All that said, he costs four, protects himself, can draw cards, and has a different name from other planeswalkers for use in a planeswalker-heavy strategy, so he’s got a few things going for him.

Cultivator’s Caravan could be a part of some four- or five-color midrange, ramp, or control strategy, assuming you have some passable bodies for crewing it. Those sorts of decks are not naturally long on three-power creatures, so it might be tricky, but it’s definitely possible. For instance, Lumbering Falls might be a good way to turn the Caravan on. I wouldn’t try too hard, though. All we’re getting is a 5/5. If we tap Archangel Avacyn, how much are we even accomplishing?

A pretty dubious card to just jam randomly, I could imagine Aetherflux Reservoir as either a sideboard option against red or as a quasi-storm combo kill card. The dream would be some kind of creature with gating. For instance, imagine if Kor Skyfisher were legal. We could play it for comboing with Cloudblazer, Glint-Nest Crane, and so on. Then, when games go long, we can “go off” by bouncing Kor Skyfisher over and over.

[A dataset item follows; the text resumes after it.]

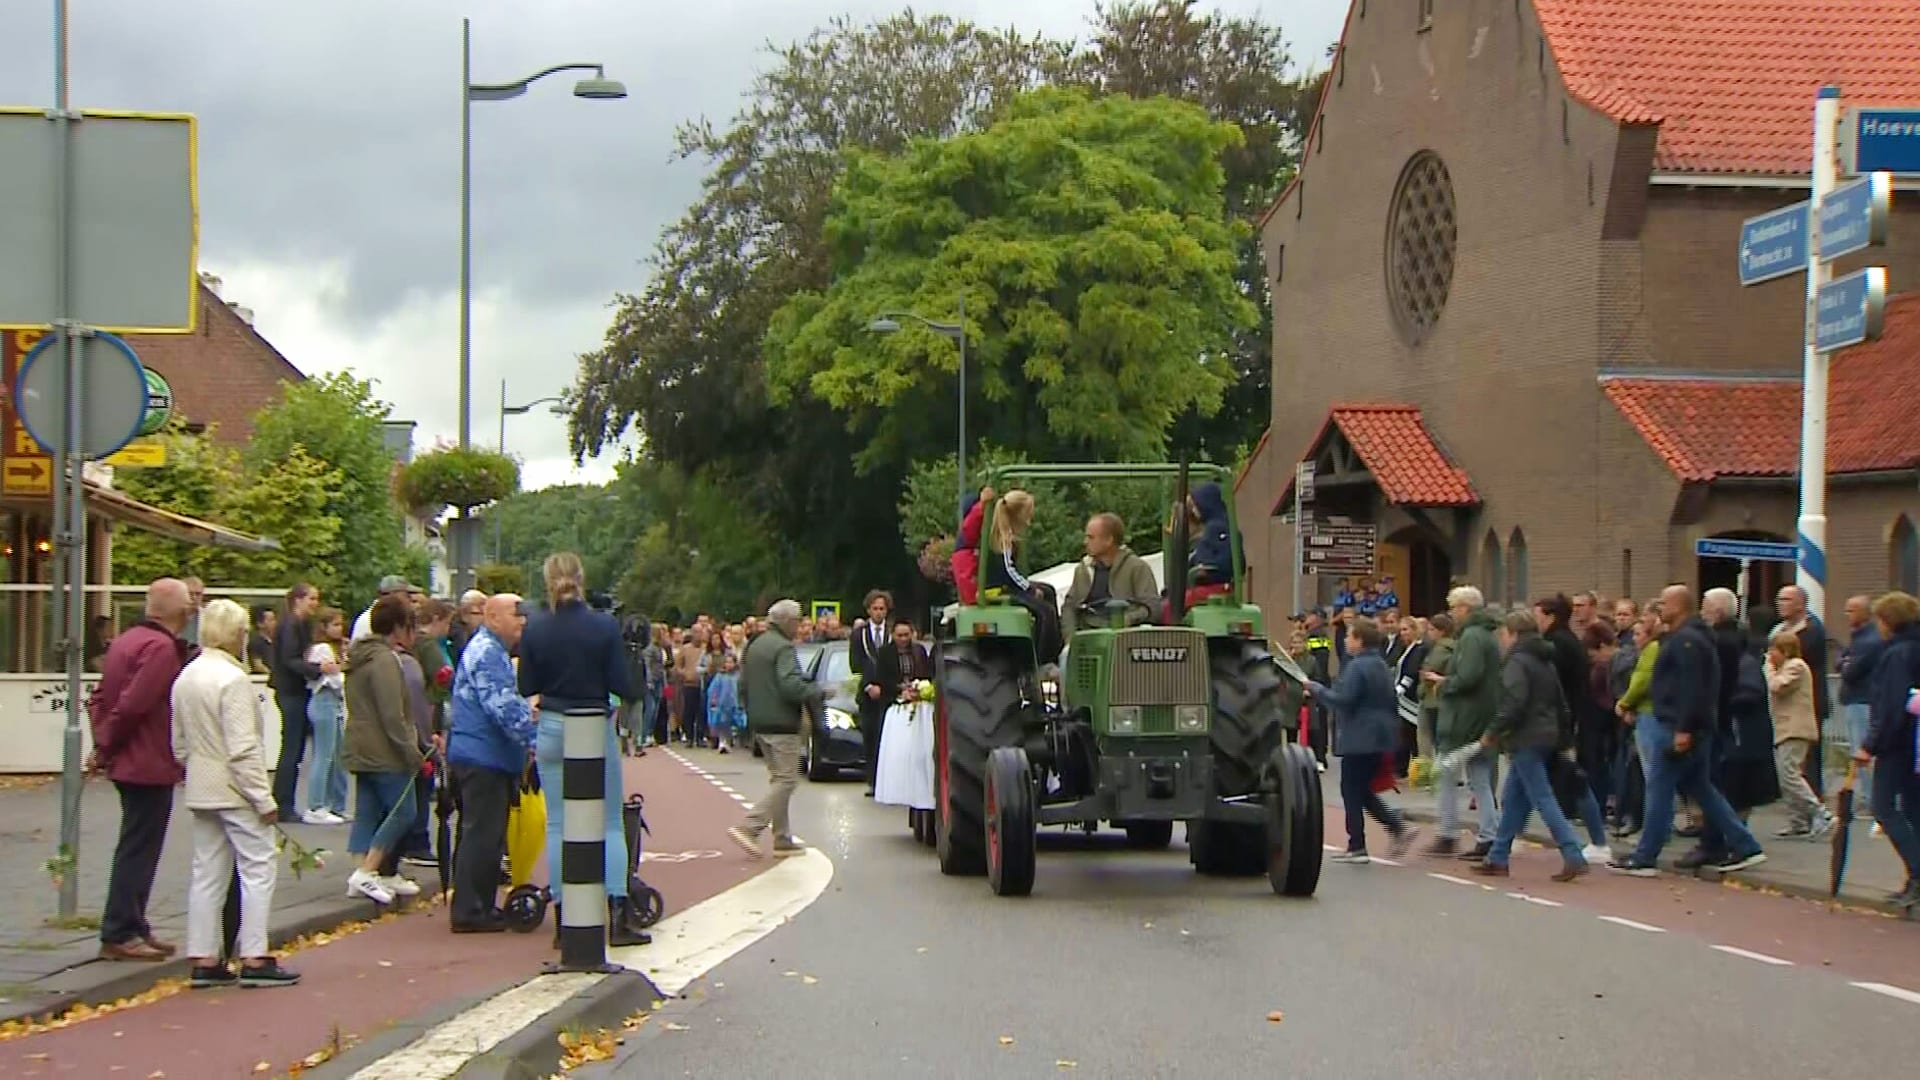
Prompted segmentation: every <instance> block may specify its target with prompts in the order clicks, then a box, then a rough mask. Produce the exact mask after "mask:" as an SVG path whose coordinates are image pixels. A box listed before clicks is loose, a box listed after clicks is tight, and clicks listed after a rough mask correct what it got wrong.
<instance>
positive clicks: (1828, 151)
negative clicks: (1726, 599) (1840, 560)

Filigree Familiar looks primarily like a creature to sacrifice to Elder Deep-Fiend, Wretched Gryff, or Distended Mindbender, but I could also imagine people wanting a speed bump early or just wanting an extra artifact for some kind of artifact synergies. It might also be a reasonable sideboard option against some aggro decks, but I suspect most of those decks will be long on threes anyway.

Skysovereign, Consul Flagship looks fairly strong, if somewhat awkward. I doubt the best home for it is U/W, given the lack of three-power creatures and glut at five.

Inventors’ Fair looks pretty like a nice little addition to a variety of decks, as long as you’re regularly getting three artifacts on the battlefield. Yes, Gearhulks are artifacts, but I wouldn’t count on getting many of them on the battlefield and having the Inventors’ Fair mattering much. Rather, Filigree Familiar, Pilgrim’s Eye, Smuggler’s Copter, Thopter and Servo tokens, Clues, and so on, are all the sorts of ways to power up the Inventor’s Fair…

…or Darksteel Citadel, Arcbound Ravager, and Cranial Plating.